One Big Happy Office Market
The Berlin Wall is down, says Cushman & Wakefield's Andy Peretz of the Canal Street demarcation that historically kept financial tenants to its south and creative tenants to its north. (Mr. Gorbachev, tear down this symbolic parking meter.) He also says some of the tech/media tenants that frequent Midtown South are going Downtown--a bargain with $45/SF for Class-A and high concessions--but more so, finance is willing to head north. That tenant base went from 0% of Midtown South leasing in 2003 to 7% in Q1 '13. Andy's big on the decade comparison, perhaps as a reason to mention that today is his 10-year anniversary at Cushman & Wakefield. We snapped him this morning, celebrating at breakfast with colleagues and reporters at Michael's.
We also snapped new C&W tristate prez Ron Lo Russo and tristate COO Suzy Reingold. Ron says Manhattan office vacancy (9.1%) is near equilibrium (7% to 9%), but 8% is when the market starts moving, and that would require 8M SF of absorption this year. Tenants are on the market for 15M SF (up from 10M SF last year), but lots of new supply is coming online, so while Cushman thinks leasing will pick up over the year, that magic number isn't likely.
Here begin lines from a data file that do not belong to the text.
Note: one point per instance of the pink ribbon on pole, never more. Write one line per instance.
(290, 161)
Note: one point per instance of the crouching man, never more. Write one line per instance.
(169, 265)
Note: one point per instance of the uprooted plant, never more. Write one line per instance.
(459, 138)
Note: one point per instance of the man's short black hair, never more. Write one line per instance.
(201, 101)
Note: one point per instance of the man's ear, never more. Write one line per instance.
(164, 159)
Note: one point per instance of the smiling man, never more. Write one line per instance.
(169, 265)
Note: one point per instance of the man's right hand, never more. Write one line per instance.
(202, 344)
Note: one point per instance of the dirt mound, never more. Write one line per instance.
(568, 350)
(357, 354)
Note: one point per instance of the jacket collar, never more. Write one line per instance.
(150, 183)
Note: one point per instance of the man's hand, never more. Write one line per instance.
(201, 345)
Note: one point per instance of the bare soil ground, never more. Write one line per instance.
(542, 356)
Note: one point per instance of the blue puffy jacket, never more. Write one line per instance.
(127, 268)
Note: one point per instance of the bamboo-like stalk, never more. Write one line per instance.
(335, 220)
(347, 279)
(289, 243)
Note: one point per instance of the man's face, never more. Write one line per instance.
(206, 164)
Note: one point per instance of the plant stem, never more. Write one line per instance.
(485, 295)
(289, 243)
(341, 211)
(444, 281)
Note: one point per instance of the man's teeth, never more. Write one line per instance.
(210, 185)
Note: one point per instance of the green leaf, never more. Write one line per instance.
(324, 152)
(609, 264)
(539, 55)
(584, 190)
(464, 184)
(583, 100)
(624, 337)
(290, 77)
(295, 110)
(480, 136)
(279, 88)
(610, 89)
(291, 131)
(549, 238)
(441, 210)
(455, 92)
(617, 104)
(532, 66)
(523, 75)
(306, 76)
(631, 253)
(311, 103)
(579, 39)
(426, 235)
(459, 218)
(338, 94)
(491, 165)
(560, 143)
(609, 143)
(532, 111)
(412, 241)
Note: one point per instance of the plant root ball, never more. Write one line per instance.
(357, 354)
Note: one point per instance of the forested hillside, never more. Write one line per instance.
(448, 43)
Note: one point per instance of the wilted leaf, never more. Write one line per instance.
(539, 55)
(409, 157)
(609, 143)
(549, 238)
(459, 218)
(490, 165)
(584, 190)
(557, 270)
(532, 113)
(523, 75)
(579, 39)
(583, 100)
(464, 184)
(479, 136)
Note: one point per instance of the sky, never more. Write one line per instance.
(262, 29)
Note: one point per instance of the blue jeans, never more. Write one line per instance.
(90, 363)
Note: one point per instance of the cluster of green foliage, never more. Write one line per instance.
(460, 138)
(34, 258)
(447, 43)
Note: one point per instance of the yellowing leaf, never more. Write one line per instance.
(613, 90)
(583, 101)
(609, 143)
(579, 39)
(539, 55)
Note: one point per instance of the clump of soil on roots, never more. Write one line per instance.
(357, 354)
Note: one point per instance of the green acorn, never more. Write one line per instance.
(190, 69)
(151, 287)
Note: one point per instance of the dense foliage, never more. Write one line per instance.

Michael O'Neill says availability is in the double digits in the hottest retail markets (Madison, Meatpacking, Fifth Avenue). What gives? Asking rents are so good that investors are manufacturing more inventory to capitalize on them by acquiring properties, terminating or buying out leases, and in the Meatpacking, developing or redeveloping. And in SoHo, asking rents are at a record $423/SF, he says, $110/SF higher than just last quarter.